In [1]:
%matplotlib inline
%load_ext autoreload
%autoreload 2

# load imdb data (includes word index and movie review)

In [2]:
from keras.datasets import imdb
idx = imdb.get_word_index()

Using TensorFlow backend.


Downloading data from https://s3.amazonaws.com/text-datasets/imdb_word_index.json
   8192/1641221 [..............................] - ETA: 0s

In [8]:
idx_arr = sorted(idx, key=idx.get)
idx_arr[:10]

['the', 'and', 'a', 'of', 'to', 'is', 'br', 'in', 'it', 'i']

In [12]:
idx2word = {v: k for k, v in idx.items()}
idx2word

{34701: 'fawn',
 52006: 'tsukino',
 52007: 'nunnery',
 16816: 'sonja',
 63951: 'vani',
 1408: 'woods',
 16115: 'spiders',
 2345: 'hanging',
 2289: 'woody',
 52008: 'trawling',
 52009: "hold's",
 11307: 'comically',
 40830: 'localized',
 30568: 'disobeying',
 52010: "'royale",
 40831: "harpo's",
 52011: 'canet',
 19313: 'aileen',
 52012: 'acurately',
 52013: "diplomat's",
 25242: 'rickman',
 6746: 'arranged',
 52014: 'rumbustious',
 52015: 'familiarness',
 52016: "spider'",
 68804: 'hahahah',
 52017: "wood'",
 40833: 'transvestism',
 34702: "hangin'",
 2338: 'bringing',
 40834: 'seamier',
 34703: 'wooded',
 52018: 'bravora',
 16817: 'grueling',
 1636: 'wooden',
 16818: 'wednesday',
 52019: "'prix",
 34704: 'altagracia',
 52020: 'circuitry',
 11585: 'crotch',
 57766: 'busybody',
 52021: "tart'n'tangy",
 14129: 'burgade',
 52023: 'thrace',
 11038: "tom's",
 52025: 'snuggles',
 29114: 'francesco',
 52027: 'complainers',
 52125: 'templarios',
 40835: '272',
 52028: '273',
 52130: 'zaniacs',

In [13]:
import pickle

f = open('imdb_full.pkl', 'rb')
(x_train, labels_train), (x_test, labels_test) = pickle.load(f)

In [15]:
len(x_train), len(x_test)

(25000, 25000)

In [16]:
', '.join(map(str, x_train[0]))

'23022, 309, 6, 3, 1069, 209, 9, 2175, 30, 1, 169, 55, 14, 46, 82, 5869, 41, 393, 110, 138, 14, 5359, 58, 4477, 150, 8, 1, 5032, 5948, 482, 69, 5, 261, 12, 23022, 73935, 2003, 6, 73, 2436, 5, 632, 71, 6, 5359, 1, 25279, 5, 2004, 10471, 1, 5941, 1534, 34, 67, 64, 205, 140, 65, 1232, 63526, 21145, 1, 49265, 4, 1, 223, 901, 29, 3024, 69, 4, 1, 5863, 10, 694, 2, 65, 1534, 51, 10, 216, 1, 387, 8, 60, 3, 1472, 3724, 802, 5, 3521, 177, 1, 393, 10, 1238, 14030, 30, 309, 3, 353, 344, 2989, 143, 130, 5, 7804, 28, 4, 126, 5359, 1472, 2375, 5, 23022, 309, 10, 532, 12, 108, 1470, 4, 58, 556, 101, 12, 23022, 309, 6, 227, 4187, 48, 3, 2237, 12, 9, 215'

In [17]:
idx2word[23022]

'bromwell'

In [18]:
' '.join([idx2word[o] for o in x_train[0]])
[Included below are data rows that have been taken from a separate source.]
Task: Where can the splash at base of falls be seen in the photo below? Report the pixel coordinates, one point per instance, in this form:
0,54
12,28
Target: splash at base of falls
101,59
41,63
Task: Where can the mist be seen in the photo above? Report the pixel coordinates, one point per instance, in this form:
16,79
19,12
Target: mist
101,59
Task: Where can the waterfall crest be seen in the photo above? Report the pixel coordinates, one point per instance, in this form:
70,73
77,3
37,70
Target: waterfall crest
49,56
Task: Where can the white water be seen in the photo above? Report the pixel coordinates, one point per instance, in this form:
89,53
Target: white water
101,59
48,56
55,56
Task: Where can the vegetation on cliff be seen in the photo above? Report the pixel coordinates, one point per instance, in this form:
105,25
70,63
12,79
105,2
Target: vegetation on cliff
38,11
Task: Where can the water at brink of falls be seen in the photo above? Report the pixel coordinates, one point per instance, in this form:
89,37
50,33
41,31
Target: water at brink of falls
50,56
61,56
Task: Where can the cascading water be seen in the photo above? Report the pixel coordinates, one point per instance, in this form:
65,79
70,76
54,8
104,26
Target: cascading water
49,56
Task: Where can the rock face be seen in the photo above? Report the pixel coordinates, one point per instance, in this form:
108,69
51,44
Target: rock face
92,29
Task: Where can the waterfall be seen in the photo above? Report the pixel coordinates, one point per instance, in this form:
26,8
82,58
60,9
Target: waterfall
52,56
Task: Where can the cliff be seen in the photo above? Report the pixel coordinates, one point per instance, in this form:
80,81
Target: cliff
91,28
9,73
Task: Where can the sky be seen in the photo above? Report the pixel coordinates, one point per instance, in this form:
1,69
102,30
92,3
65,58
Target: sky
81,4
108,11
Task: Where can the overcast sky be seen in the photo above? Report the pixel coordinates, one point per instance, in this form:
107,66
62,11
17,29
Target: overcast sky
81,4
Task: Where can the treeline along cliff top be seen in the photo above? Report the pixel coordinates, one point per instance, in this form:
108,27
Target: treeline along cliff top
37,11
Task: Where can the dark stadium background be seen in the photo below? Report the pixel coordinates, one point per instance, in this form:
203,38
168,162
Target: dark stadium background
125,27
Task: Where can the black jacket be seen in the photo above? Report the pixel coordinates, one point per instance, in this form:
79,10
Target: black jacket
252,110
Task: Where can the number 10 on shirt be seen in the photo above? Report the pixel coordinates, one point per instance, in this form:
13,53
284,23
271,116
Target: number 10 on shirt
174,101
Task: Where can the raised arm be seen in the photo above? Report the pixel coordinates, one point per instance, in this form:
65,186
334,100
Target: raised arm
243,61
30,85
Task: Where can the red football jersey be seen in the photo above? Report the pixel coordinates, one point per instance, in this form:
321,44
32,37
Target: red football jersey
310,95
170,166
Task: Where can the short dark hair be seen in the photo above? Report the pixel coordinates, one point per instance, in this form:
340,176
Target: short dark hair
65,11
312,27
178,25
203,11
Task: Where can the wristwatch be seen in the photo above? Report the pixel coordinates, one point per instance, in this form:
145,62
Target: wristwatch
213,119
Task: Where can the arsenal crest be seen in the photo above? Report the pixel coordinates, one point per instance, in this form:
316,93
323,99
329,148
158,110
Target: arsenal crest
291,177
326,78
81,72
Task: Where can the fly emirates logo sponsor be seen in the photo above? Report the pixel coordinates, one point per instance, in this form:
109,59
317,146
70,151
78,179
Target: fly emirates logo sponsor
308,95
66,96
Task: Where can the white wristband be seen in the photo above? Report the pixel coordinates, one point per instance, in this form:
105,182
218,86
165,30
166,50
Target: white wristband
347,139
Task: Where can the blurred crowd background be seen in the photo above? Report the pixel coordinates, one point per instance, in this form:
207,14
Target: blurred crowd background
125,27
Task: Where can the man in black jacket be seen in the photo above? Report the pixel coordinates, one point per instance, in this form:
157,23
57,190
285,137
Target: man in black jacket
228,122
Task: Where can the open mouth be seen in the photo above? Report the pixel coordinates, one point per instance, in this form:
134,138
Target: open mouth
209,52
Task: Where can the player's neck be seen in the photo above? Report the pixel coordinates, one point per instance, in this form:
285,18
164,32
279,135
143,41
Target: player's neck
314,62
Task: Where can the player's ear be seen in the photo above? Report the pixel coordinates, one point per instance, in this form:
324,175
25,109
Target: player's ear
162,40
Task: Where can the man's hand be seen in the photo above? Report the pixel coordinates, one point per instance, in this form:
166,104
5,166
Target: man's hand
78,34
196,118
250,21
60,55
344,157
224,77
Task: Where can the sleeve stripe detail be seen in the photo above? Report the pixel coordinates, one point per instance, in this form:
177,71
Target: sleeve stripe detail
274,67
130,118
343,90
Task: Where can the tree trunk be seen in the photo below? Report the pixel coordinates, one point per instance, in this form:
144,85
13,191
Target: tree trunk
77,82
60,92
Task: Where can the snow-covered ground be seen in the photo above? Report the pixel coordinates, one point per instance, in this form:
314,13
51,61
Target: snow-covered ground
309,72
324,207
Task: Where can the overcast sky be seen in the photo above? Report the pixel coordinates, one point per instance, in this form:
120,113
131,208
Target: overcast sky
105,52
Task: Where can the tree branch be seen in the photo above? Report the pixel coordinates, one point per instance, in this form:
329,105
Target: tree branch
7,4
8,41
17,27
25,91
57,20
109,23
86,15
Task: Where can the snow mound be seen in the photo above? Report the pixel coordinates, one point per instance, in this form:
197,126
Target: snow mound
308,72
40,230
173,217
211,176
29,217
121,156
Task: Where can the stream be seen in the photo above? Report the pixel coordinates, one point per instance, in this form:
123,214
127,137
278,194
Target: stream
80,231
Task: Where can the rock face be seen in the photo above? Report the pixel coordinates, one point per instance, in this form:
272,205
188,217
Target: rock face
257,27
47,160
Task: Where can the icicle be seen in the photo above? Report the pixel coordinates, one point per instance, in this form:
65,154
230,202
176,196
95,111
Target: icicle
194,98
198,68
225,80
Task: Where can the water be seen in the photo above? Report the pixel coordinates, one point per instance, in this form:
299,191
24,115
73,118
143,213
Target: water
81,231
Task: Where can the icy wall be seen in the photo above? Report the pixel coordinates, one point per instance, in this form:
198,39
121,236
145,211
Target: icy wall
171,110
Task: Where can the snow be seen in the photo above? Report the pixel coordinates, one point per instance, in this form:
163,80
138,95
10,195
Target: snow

"bromwell high is a cartoon comedy it ran at the same time as some other programs about school life such as teachers my 35 years in the teaching profession lead me to believe that bromwell high's satire is much closer to reality than is teachers the scramble to survive financially the insightful students who can see right through their pathetic teachers' pomp the pettiness of the whole situation all remind me of the schools i knew and their students when i saw the episode in which a student repeatedly tried to burn down the school i immediately recalled at high a classic line inspector i'm here to sack one of your teachers student welcome to bromwell high i expect that many adults of my age think that bromwell high is far fetched what a pity that it isn't"

In [19]:
labels_train[:10]

[1, 1, 1, 1, 1, 1, 1, 1, 1, 1]

### remove rare words

In [21]:
import numpy as np

vocab_size = 5000
trn = [np.array([i if i<vocab_size-1 else vocab_size-1 for i in s]) for s in x_train]
test = [np.array([i if i<vocab_size-1 else vocab_size-1 for i in s]) for s in x_test]

In [32]:
lens = np.array(list(map(len, trn)))
(lens.max(), lens.min(), lens.mean())

(2493, 10, 237.71364)

### truncated or pre-padding with zero

In [34]:
from keras.preprocessing import sequence

seq_len = 500

trn = sequence.pad_sequences(trn, maxlen=seq_len, value=0)
test = sequence.pad_sequences(test, maxlen=seq_len, value=0)

In [35]:
trn.shape

(25000, 500)

# create simple model

In [49]:
from keras.models import Sequential
from keras.layers.embeddings import Embedding
from keras.layers.core import Flatten, Dense, Dropout
from keras.optimizers import Adam

In [47]:
model = Sequential([
    Embedding(vocab_size, 32, input_length=seq_len),
    Flatten(),
    Dense(100, activation='relu'),
    Dropout(0.7),
    Dense(1, activation='sigmoid')])

In [50]:
model.compile(loss='binary_crossentropy', optimizer=Adam(), metrics=['accuracy'])
model.summary()

_________________________________________________________________
Layer (type)                 Output Shape              Param #   
embedding_1 (Embedding)      (None, 500, 32)           160000    
_________________________________________________________________
flatten_1 (Flatten)          (None, 16000)             0         
_________________________________________________________________
dense_1 (Dense)              (None, 100)               1600100   
_________________________________________________________________
dropout_1 (Dropout)          (None, 100)               0         
_________________________________________________________________
dense_2 (Dense)              (None, 1)                 101       
Total params: 1,760,201
Trainable params: 1,760,201
Non-trainable params: 0
_________________________________________________________________


In [51]:
model.fit(trn, labels_train, validation_data=(test, labels_test), epochs=2, batch_size=64)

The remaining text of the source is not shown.